Para o Brasil como um todo, a taxa de desemprego em 2025 ficou em 5,6%, o menor patamar da série histórica, conforme anunciado pelo IBGE no fim de janeiro. A pesquisa abrange pessoas com 14 anos ou mais e considera todas as formas de ocupação.
## Mínimas históricas alcançadas
Vinte e um estados e o DF atingiram suas menores taxas de desocupação em 2025. Entre eles, destacam-se Mato Grosso (2,2%) e Santa Catarina (2,3%). O Amazonas foi o único a não apresentar queda, repetindo a marca de 8,4% registrada no ano anterior.

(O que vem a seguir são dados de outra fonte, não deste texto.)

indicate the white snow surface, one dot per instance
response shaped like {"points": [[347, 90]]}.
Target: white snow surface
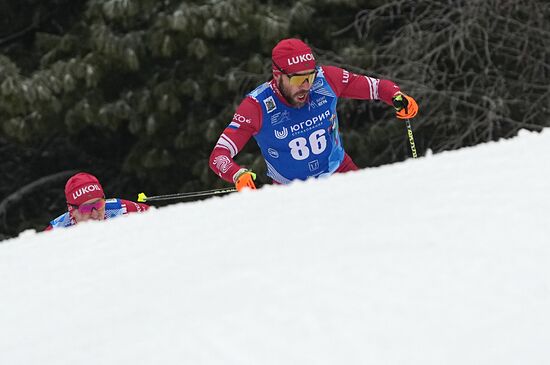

Rondônia, apesar de não ter atingido sua mínima histórica em 2025 (3,3%), apresentou o quarto menor índice do país, sendo sua menor taxa registrada em 2023 (3,1%).
## Desigualdades regionais e informalidade
Os dados consolidados de 2025 revelam que 12 unidades da federação ficaram abaixo da média nacional de 5,6% de desemprego, enquanto 15 superaram esse índice. Os três estados com maiores taxas de desocupação estão na região Nordeste.
A pesquisa do IBGE também evidenciou desigualdades na informalidade. Enquanto a média nacional foi de 38,1% em 2025, 18 estados registraram índices superiores, com destaque para as regiões Norte e Nordeste. A informalidade implica a ausência de direitos como cobertura previdenciária, 13º salário e seguro-desemprego.
## Rendimento médio do trabalhador
O Distrito Federal liderou o ranking de rendimento mensal do trabalhador em 2025, com uma média de R$ 6.320, impulsionado pela alta concentração de funcionários públicos. Oito estados e o DF superaram a média nacional de R$ 3.560. Os menores rendimentos médios foram registrados em estados do Nordeste, como Maranhão (R$ 2.228) e Bahia (R$ 2.284).
O analista da pesquisa, William Kratochwill, atribuiu a mínima histórica em 2025 ao “dinamismo observado no mercado de trabalho, impulsionados pelo aumento do rendimento real”.